Lesson 4. Programmatically Accessing Geospatial Data Using APIs

Leah Wasser, Max Joseph, Martha Morrissey, Jenny Palomino, Carson Farmer

Learning Objectives

After completing this tutorial, you will be able to:

Extract geospatial (x,y) coordinate information embedded within a JSON hierarchical data structure.
Convert data imported in JSON format into a Geopandas DataFrame.
Create a map of geospatial data.

What You Need

You will need a computer with internet access to complete this lesson.

In this lesson, you work with JSON data accessed via the Colorado information warehouse. The data will contain geospatial information nested within it that will allow us to create a map of the data.

Working with Geospatial Data

Check out the map Colorado DWR Current Surface Water Conditions map.

Remember from the previous lesson, APIs can be used for many different things. Web developers (people who program and create web sites and cool applications) can use APIs to create user friendly interfaces - like the map in the previous example that allows us to look at and interact with data. These APIs are similar to, if not the same as, the ones that you often use to access data in Python.

In this lesson, you will access the data used to create the map at the link above using Python.

The data that you will use are located here: View JSON format data used to create surface water map.
And you can learn more about the data here: View CO Current water surface .

import requests
import folium
import urllib
from pandas.io.json import json_normalize
import pandas as pd
import folium
from geopandas import GeoDataFrame
from shapely.geometry import Point

# Get URL
water_base_url = "https://data.colorado.gov/resource/j5pc-4t32.json?"
water_full_url = water_base_url + "station_status=Active" + "&county=BOULDER"

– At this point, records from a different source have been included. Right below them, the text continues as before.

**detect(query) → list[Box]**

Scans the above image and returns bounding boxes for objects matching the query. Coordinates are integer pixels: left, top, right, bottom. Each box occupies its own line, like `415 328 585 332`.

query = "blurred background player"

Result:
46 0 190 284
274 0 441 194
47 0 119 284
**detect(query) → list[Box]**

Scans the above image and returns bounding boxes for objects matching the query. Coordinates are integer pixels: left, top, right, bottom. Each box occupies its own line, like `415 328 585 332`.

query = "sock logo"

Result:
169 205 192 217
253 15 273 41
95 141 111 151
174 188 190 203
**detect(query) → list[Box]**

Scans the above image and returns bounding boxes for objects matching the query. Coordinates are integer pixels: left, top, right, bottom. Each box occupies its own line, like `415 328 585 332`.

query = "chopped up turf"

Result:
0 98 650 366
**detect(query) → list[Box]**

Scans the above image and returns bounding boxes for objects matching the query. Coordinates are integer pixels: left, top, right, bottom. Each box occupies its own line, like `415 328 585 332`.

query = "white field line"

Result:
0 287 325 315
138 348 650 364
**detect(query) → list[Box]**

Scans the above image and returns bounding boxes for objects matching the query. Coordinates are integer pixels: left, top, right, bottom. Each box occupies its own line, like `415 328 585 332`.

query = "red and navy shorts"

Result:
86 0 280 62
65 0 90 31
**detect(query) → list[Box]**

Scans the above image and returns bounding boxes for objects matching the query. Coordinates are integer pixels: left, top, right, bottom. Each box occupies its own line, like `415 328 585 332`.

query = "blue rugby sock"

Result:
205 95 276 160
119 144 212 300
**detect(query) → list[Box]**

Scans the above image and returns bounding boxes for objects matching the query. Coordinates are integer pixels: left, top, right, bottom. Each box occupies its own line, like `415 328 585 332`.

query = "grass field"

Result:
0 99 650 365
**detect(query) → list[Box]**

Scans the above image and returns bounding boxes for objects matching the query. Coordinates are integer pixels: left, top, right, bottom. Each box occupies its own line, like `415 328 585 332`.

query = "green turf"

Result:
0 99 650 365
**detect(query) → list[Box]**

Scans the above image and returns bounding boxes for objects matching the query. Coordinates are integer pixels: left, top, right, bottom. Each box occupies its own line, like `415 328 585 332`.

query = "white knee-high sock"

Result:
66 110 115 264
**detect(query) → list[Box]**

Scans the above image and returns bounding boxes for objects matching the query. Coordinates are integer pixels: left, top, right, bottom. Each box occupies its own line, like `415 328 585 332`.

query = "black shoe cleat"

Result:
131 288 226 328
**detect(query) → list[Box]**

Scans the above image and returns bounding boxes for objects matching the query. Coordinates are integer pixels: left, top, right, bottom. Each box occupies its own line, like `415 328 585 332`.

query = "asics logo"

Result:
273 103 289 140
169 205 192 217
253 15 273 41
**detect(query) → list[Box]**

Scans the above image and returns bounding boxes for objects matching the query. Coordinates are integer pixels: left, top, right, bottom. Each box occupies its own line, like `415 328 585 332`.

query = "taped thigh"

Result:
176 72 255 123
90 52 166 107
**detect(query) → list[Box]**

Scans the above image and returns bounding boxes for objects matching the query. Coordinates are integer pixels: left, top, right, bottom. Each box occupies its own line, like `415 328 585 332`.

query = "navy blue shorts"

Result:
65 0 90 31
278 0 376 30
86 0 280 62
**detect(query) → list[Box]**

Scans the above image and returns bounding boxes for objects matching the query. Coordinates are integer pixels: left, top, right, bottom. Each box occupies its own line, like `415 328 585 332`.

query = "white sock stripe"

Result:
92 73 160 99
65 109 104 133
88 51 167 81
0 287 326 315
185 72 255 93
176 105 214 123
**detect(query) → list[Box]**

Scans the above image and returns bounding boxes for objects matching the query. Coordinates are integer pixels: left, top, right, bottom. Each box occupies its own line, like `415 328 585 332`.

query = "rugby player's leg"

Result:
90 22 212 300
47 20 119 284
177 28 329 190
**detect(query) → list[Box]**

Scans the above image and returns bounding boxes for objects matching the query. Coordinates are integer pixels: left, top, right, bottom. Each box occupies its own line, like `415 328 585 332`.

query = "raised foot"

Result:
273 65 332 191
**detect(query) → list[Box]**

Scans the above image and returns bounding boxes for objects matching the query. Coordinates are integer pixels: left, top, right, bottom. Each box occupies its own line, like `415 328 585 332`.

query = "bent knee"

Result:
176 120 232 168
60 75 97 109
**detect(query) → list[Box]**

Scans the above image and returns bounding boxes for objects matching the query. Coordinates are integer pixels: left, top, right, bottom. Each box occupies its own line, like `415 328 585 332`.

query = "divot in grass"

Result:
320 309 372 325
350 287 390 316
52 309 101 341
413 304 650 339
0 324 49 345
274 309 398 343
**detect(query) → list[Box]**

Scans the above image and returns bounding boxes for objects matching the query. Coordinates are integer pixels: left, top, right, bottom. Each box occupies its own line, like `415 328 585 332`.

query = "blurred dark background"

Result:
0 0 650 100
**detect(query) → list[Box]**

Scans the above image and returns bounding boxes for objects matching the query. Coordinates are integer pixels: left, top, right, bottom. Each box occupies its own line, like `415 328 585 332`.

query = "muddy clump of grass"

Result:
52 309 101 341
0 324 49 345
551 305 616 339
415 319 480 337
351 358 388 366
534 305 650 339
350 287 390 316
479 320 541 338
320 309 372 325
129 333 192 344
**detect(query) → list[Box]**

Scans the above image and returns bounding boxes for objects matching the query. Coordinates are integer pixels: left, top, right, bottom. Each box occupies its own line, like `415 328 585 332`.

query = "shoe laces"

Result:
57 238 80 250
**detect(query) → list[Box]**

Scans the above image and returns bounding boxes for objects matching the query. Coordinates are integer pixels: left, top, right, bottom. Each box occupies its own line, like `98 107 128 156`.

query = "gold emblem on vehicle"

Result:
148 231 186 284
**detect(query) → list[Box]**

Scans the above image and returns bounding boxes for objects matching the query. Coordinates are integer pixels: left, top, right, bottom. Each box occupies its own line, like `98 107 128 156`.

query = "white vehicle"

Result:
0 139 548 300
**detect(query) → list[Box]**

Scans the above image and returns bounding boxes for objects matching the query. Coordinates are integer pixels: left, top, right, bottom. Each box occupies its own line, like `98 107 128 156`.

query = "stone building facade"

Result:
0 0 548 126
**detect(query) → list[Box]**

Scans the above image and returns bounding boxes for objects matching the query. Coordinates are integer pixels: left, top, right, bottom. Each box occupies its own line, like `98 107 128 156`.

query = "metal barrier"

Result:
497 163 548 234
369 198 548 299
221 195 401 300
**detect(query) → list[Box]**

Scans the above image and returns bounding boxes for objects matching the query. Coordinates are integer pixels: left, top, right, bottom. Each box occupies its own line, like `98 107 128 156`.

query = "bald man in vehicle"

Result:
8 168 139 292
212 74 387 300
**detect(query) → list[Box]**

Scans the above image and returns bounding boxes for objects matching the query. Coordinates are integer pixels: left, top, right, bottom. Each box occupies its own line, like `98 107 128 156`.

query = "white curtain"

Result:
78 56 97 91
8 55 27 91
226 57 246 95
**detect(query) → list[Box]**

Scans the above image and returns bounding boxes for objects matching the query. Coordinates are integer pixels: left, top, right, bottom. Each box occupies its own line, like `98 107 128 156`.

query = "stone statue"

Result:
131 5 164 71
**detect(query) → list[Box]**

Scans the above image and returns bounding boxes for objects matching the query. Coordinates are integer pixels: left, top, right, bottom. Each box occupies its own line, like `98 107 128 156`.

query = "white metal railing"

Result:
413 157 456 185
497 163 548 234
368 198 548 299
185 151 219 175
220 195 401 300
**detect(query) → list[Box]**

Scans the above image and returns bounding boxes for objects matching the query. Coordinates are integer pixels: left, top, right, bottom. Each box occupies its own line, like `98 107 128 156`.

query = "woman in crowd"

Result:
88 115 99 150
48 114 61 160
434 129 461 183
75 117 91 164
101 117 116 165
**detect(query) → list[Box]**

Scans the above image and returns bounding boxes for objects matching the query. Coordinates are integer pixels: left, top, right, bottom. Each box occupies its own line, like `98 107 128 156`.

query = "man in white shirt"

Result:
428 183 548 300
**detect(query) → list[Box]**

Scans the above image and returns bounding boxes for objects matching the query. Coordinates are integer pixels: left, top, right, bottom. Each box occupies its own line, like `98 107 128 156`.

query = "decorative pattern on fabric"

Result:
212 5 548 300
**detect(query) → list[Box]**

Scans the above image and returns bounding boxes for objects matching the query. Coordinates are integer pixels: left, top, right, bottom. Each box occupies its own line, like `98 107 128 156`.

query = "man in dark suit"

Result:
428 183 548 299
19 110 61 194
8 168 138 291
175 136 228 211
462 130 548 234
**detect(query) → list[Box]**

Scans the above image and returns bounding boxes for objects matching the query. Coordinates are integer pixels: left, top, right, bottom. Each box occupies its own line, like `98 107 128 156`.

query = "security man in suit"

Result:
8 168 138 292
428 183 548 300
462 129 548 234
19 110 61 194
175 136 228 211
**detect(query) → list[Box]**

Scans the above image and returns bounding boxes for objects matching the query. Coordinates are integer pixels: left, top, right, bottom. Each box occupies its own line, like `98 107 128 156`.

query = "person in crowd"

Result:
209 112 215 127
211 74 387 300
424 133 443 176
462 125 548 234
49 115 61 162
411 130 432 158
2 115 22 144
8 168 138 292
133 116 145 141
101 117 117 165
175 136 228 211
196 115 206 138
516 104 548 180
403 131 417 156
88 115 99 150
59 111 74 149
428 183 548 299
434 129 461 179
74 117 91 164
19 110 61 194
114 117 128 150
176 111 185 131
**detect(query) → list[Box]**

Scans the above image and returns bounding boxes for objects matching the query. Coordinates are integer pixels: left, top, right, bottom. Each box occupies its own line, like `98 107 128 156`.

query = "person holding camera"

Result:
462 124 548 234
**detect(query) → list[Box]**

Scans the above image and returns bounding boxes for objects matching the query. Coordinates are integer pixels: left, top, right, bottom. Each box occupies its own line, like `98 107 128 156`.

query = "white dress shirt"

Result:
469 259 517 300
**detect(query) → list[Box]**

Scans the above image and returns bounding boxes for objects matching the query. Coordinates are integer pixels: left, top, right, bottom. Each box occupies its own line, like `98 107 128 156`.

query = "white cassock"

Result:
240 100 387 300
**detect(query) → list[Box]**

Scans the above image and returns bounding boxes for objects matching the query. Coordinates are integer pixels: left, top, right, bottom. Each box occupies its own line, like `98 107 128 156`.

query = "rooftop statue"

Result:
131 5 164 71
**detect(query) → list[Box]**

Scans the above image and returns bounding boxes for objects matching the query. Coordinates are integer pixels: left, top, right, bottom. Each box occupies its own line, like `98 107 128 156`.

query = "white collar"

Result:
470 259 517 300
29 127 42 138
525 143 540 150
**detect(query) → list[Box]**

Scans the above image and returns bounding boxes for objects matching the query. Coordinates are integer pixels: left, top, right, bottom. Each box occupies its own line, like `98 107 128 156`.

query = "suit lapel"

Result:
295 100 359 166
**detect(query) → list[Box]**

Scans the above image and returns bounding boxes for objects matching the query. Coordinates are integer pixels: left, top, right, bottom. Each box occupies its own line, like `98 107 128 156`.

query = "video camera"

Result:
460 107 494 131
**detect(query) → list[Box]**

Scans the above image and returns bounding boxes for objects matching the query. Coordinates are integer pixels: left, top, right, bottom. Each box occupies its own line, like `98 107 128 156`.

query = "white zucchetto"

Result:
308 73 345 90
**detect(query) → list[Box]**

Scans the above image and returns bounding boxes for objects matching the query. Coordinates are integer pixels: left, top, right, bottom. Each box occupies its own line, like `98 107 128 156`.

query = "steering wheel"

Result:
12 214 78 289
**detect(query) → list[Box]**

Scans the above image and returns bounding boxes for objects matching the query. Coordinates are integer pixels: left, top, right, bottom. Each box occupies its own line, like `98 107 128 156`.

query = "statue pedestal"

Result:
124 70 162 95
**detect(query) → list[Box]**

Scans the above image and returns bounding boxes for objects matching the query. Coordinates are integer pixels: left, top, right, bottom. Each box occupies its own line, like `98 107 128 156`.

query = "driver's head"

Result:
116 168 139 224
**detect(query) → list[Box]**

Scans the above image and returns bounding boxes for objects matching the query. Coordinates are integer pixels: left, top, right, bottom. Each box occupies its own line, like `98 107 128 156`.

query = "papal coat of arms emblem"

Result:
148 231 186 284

ATTENTION WINDOWS USERS: We have noticed a bug where on windows machines, sometimes the https URL doesn’t work. Instead try the same url as above but without the s - like this: water_base_url = "http://data.colorado.gov/resource/j5pc-4t32.json?" This change has resolved many issues on windows machines so give it a try if you are having problems with the API.

water_full_url

'https://data.colorado.gov/resource/j5pc-4t32.json?station_status=Active&county=BOULDER'

data = requests.get(water_full_url)

type(data.json())

list

Remember that the JSON structure supports hierarchical data and can be NESTED. If you look at the structure of the .json file below, you can see that the location object, is nested with three sub objects:

latitude
longitude
needs_recoding

Since data.json() is a list you can print out just the first few items of the list to look at your data as a sanity check.

data.json()[:2]

[{'station_name': 'SAINT VRAIN CREEK AT HYGIENE, CO',
  'div': '1',
  'location': {'latitude': '40.177423',
   'needs_recoding': False,
   'longitude': '-105.178145'},
  'dwr_abbrev': 'SVCHGICO',
  'data_source': 'Co. Division of Water Resources',
  'amount': '29.80',
  'station_type': 'Stream',
  'wd': '5',
  'http_linkage': {'url': 'https://dwr.state.co.us/Tools/Stations/SVCHGICO'},
  'date_time': '2020-09-11T10:45:00.000',
  'county': 'BOULDER',
  'variable': 'DISCHRG',
  'stage': '2.18',
  'station_status': 'Active'},
 {'station_name': 'HIGHLAND DITCH AT LYONS, CO',
  'div': '1',
  'location': {'latitude': '40.215043',
   'needs_recoding': False,
   'longitude': '-105.256017'},
  'dwr_abbrev': 'HIGHLDCO',
  'data_source': 'Co. Division of Water Resources',
  'amount': '82.00',
  'station_type': 'Diversion',
  'wd': '5',
  'http_linkage': {'url': 'https://dwr.state.co.us/Tools/Stations/HIGHLDCO'},
  'date_time': '2020-09-11T10:30:00.000',
  'county': 'BOULDER',
  'variable': 'DISCHRG',
  'stage': '1.18',
  'station_status': 'Active'}]

Convert JSON to Pandas DataFrame

Now that you have pulled down the data from the website, you have it in the JSON format. For the next step, you will use the json_normalize() function from the Pandas library to convert this data into a Pandas DataFrame.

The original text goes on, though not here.